In an article in the Raleigh News and Observer last week, it was announced that Blue Cross Blue Shield of North Carolina reported a profit for the first time on its ACA exchange plans. The profit was about $600 million, and that single year profit wiped out the three previous year’s losses in one fell swoop. Proponents of the ACA touted this news as proof that the ACA is working. Brendan Riley, health policy analyst at the N.C. Justice Center in Raleigh, was quoted as saying, “This is a clear sign that the ACA can and does work.” He went on to say, “Clearly things are stabilizing despite all the sabotage and politics in Washington.” If this wasn’t such an important issue, I might have fallen off my chair from how hard his statements made me laugh. Seriously? This is a sign of success? This would be like the captain of the Titanic saying, “Clearly this shows the capability of my ship to become a submarine. The Titanic now holds the record for the deepest dive, as she made it all the way to the ocean floor.”
Now let’s set aside political bias, and the fantasy land that it produces, and look at some cold, hard facts.

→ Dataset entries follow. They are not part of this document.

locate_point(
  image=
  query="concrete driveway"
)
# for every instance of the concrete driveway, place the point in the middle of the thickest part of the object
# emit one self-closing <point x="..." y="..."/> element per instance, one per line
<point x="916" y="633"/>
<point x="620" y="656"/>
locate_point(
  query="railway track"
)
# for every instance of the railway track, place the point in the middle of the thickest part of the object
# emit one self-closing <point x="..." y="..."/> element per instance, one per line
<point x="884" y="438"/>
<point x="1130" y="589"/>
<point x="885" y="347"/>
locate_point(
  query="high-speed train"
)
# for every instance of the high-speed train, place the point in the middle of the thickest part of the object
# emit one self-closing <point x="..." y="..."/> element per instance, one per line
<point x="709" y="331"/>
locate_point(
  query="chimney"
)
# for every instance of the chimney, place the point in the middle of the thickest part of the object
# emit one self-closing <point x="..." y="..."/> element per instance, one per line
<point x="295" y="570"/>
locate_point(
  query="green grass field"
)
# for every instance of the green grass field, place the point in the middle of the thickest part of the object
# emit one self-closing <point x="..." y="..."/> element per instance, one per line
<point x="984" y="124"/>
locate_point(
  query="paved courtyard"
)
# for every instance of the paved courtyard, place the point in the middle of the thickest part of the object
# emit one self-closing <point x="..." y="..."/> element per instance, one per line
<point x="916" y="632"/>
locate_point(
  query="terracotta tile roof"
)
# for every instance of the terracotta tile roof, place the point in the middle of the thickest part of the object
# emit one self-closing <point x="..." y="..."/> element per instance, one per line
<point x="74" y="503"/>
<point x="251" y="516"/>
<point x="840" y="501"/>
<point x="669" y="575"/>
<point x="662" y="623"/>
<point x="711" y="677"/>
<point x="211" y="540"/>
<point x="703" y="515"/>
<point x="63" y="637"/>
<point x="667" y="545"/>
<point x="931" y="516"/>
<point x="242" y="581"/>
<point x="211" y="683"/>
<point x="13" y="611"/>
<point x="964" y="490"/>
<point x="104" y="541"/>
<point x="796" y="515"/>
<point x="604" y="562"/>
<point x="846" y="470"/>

The only reason BCBS of NC was able to produce a profit and “stabilize” the local ACA market is because they were finally in a position that allowed them to increase rates as high as necessary to produce that profit. The consumers are insulated from these price increases because federal subsidies go up whenever premiums go up. Essentially, BCBS raises rates and the Federal government covers those increases so the people buying on the exchange don’t feel the impact. This is much different than what happens to employers and individuals who used to buy coverage prior to the exchange marketplaces.
Over the last four years the average premium for BCBS on the ACA exchanges has gone up by 79%. During that same period of time, the Consumer Price Index only went up by 5.8%. Put another way, if the price of gas went up by 79% we would be paying $5.37 per gallon, not the $2.57 we are actually paying now.
Later in the article, BCBS points out that the ACA exchange members continue to drive more cost than the non-exchange population. The average ACA member has medical expenses that are over 40% higher than the average non-ACA member. Even more concerning, the sickest 5% of the ACA population, 27,000 people, generated $267 million in revenue last year but cost $2.1 billion in medical claims. That’s right, 27,000 people, less than 1% of the 3.8 million people in North Carolina covered by BCBS, accounted for almost a third of all medical expenses.
So, what does all of this mean? First, I must seriously disagree with Mr. Riley, who seems to believe that the news of the BCBS profits are an example of the success and viability of the ACA exchange market. To me, what this news shows is a very different picture. It’s difficult to imagine Blue Cross not finally showing a profit after four years of increasing their rates 20% every renewal. With rate hikes like that, you’re eventually going to get into the black. Beyond that, the article shows that the people getting their insurance through the exchange are, on average, very sick. For those people, the ACA is a very good thing. Many of them may not have any other way to get insurance. I don’t want to gloss over what a positive impact the ACA has had on their lives; however, we can’t be blind to the fact that the only way we have made this system work is to tap into the seemingly endless federal credit card. What the article also shows is that a small percentage of those members are extremely sick and are now consuming almost a third of all health care expenses. Spending $2.1 billion on 27,000 people is not sustainable. Premium increases of 20% per year are not sustainable. Paying for these increases with more and more federal debt is not sustainable. Consider this: prior to the Great Depression, the federal debt was about 10% of Gross Domestic Product. Right after World War II, when the government had to finance the war effort, our debt grew to about 120% of GDP. That ratio went down to about 30% by the end of the Carter administration. Since the Carter administration, our government has been on a spending spree like we’ve never experienced before. The last four decades have seen our debt to GDP ratio rise from 30% to over 100% and projections have it breaking the old record from WWII within the next five years.
So, before anyone declares victory for the ACA and its ability to control costs, we should look at all the facts. As John Quincy Adams said so well, “Facts are stubborn things; and whatever may be our wishes, our inclinations, or the dictates of our passions, they cannot alter the state of facts and evidence.”